Department of Animal Science, North Carolina State University, Raleigh, NC 27695-7621, USA.
Department of Population Health and Pathobiology, Center for Chemical Toxicology and Research Pharmacokinetics, North Carolina State University, College of Veterinary Medicine, 4700 Hillsborough Road, Raleigh, North Carolina, 27606, USA.
Sci Rep. 2017 May 2;7(1):1357. doi: 10.1038/s41598-017-01526-5.
Identifying individual genetic variation in drug metabolism pathways is of importance not only in livestock, but also in humans in order to provide the ultimate goal of giving the right drug at the right dose at the right time. Our objective was to identify individual genes and gene networks involved in metabolizing fenbendazole (FBZ) and flunixin meglumine (FLU) in swine liver. The population consisted of female and castrated male pigs that were sired by boars represented by 4 breeds. Progeny were randomly placed into groups: no drug (UNT), FLU or FBZ administered. Liver transcriptome profiles from 60 animals with extreme (i.e. fast or slow drug metabolism) pharmacokinetic (PK) profiles were generated from RNA sequencing. Multiple cytochrome P450 (CYP1A1, CYP2A19 and CYP2C36) genes displayed different transcript levels across treated versus UNT. Weighted gene co-expression network analysis identified 5 and 3 modules of genes correlated with PK parameters and a portion of these were enriched for biological processes relevant to drug metabolism for FBZ and FLU, respectively. Genes within identified modules were shown to have a higher transcript level relationship (i.e. connectivity) in treated versus UNT animals. Investigation into the identified genes would allow for greater insight into FBZ and FLU metabolism.

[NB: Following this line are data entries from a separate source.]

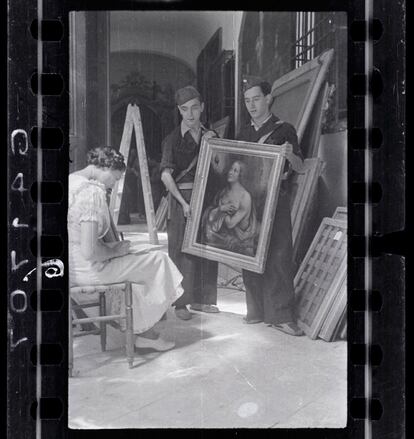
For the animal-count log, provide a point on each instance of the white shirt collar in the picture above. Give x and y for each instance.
(256, 126)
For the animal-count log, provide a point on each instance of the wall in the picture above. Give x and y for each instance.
(182, 34)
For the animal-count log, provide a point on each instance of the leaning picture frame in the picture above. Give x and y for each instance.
(243, 174)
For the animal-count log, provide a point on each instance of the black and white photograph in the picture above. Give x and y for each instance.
(207, 219)
(232, 209)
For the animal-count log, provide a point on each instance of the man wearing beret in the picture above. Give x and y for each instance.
(270, 296)
(179, 161)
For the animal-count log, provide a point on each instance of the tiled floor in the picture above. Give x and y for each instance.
(222, 373)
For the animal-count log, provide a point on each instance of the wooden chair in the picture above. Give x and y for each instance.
(102, 319)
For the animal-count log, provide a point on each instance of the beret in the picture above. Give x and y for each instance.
(255, 81)
(185, 94)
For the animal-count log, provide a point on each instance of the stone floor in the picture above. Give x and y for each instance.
(221, 374)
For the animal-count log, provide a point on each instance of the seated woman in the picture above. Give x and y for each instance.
(156, 281)
(231, 222)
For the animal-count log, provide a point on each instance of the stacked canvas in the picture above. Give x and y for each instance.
(305, 188)
(320, 284)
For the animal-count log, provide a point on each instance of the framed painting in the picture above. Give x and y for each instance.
(296, 92)
(233, 202)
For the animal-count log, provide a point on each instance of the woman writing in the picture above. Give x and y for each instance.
(231, 223)
(94, 262)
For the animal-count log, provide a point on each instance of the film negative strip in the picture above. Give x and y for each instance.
(54, 117)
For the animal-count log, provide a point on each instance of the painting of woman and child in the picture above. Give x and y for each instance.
(233, 208)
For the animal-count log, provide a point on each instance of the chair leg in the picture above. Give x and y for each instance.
(129, 325)
(102, 325)
(70, 339)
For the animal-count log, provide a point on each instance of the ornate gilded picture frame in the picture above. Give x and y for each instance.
(233, 202)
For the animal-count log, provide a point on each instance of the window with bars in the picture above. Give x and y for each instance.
(315, 33)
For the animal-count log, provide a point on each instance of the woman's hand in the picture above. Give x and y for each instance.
(186, 209)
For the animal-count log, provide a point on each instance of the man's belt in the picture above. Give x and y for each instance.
(185, 185)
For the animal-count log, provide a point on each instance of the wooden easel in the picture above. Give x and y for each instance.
(133, 122)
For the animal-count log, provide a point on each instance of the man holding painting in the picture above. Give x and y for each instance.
(178, 167)
(270, 296)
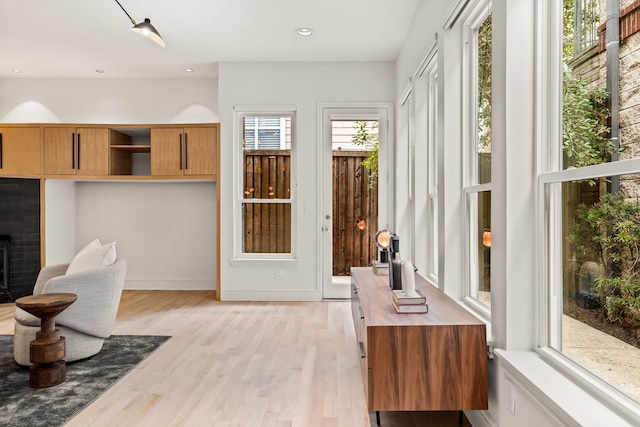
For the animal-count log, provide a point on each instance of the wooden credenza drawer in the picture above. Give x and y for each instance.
(434, 361)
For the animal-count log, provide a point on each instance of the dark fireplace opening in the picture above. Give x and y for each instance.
(20, 230)
(5, 276)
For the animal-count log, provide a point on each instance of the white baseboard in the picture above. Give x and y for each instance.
(270, 295)
(480, 419)
(170, 285)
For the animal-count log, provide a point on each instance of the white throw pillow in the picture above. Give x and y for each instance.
(94, 244)
(93, 258)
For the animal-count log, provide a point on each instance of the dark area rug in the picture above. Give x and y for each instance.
(87, 379)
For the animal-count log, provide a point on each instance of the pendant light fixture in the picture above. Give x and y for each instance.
(145, 28)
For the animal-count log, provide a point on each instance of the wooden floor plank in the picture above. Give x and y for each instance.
(271, 364)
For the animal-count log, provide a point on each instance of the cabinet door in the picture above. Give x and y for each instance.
(20, 151)
(60, 151)
(92, 151)
(167, 152)
(200, 151)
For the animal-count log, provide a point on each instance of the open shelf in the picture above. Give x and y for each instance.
(132, 148)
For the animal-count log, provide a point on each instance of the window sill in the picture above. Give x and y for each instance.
(265, 262)
(565, 400)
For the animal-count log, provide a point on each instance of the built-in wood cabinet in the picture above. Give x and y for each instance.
(435, 361)
(184, 151)
(77, 151)
(20, 152)
(153, 151)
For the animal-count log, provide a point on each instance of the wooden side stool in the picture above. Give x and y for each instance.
(47, 351)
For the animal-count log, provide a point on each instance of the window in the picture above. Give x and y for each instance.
(590, 207)
(266, 196)
(432, 177)
(477, 159)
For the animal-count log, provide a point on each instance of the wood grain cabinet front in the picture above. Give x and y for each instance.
(418, 362)
(20, 151)
(76, 151)
(184, 151)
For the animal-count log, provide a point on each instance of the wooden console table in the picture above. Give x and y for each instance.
(435, 361)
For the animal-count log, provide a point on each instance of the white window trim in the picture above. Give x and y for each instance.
(548, 194)
(430, 69)
(474, 18)
(549, 210)
(242, 258)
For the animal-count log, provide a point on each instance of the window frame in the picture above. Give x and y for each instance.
(432, 161)
(470, 186)
(550, 176)
(240, 112)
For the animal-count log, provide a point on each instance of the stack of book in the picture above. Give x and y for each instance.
(414, 304)
(380, 267)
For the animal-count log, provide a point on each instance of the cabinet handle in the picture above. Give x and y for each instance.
(73, 150)
(361, 347)
(181, 151)
(78, 151)
(186, 151)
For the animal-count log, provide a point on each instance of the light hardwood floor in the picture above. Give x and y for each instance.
(239, 364)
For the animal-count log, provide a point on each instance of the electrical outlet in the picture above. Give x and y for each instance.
(511, 397)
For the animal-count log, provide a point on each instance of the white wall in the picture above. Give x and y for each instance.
(117, 101)
(302, 85)
(165, 230)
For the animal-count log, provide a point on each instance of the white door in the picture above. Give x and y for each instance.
(336, 124)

确定药物代谢途径中的个体遗传变异不仅在畜牧业中很重要,而且在人类中也很重要,目的是为了实现“在适当的时间给予适当剂量的适当药物”这一终极目标。本研究的目的是鉴定参与猪肝脏中芬苯达唑(FBZ)和氟尼辛葡甲胺(FLU)代谢的个体基因和基因网络。该群体由母猪所生的雌性和去势公猪组成,公猪来自 4 个品种。后代随机分为 3 组:不给予药物(UNT)、给予 FLU 或 FBZ。从 60 只具有极端(即药物代谢快速或缓慢)药代动力学(PK)特征的动物的肝脏转录组图谱中,通过 RNA 测序生成了 60 只动物的转录组图谱。与 UNT 相比,多个细胞色素 P450(CYP1A1、CYP2A19 和 CYP2C36)基因在处理组和 UNT 组之间显示出不同的转录水平。加权基因共表达网络分析鉴定出与 PK 参数相关的 5 个和 3 个基因模块,其中一部分与 FBZ 和 FLU 的药物代谢相关的生物学过程富集。与 UNT 相比,处理组中鉴定模块内的基因具有更高的转录水平关系(即连通性)。对鉴定出的基因进行研究将有助于深入了解 FBZ 和 FLU 的代谢。